Amusing!  People amaze me; no one else walked up to investigate?!!!!!


----------



## meateater (Nov 1, 2010)

LMAO!


----------



## Bearcarver (Nov 1, 2010)

I love it !


----------



## herkysprings (Nov 2, 2010)

adiochiro3 said:


> Amusing!  People amaze me; no one else walked up to investigate?!!!!!




 In Canada its legal for trained dogs to drive, but NOT to hold government jobs (postal worker). Hence the only mild amount of attention.

I'm totally joking, dogs can only use scooter. :D:D:D


----------



## dale5351 (Nov 2, 2010)

Cute.   Here in Maryland, some of our mail delivery vehicles are also right hand drive so that the post carrier can reach the mail boxes on the street.
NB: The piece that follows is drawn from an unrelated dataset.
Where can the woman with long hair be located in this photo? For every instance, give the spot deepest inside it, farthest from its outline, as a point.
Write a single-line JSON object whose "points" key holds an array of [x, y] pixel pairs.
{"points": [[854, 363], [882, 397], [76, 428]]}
Our son has an old range rover that is right hand drive -- needs a passenger to help pay tolls sometimes.


----------



## Bearcarver (Nov 2, 2010)

HerkySprings said:


> In Canada its legal for trained dogs to drive, but NOT to hold government jobs (postal worker). Hence the only mild amount of attention.
> 
> I'm totally joking, dogs can only use scooter. :D:D:D


In New Jersey, the dogs are the best resident drivers.

I'm kidding too.


----------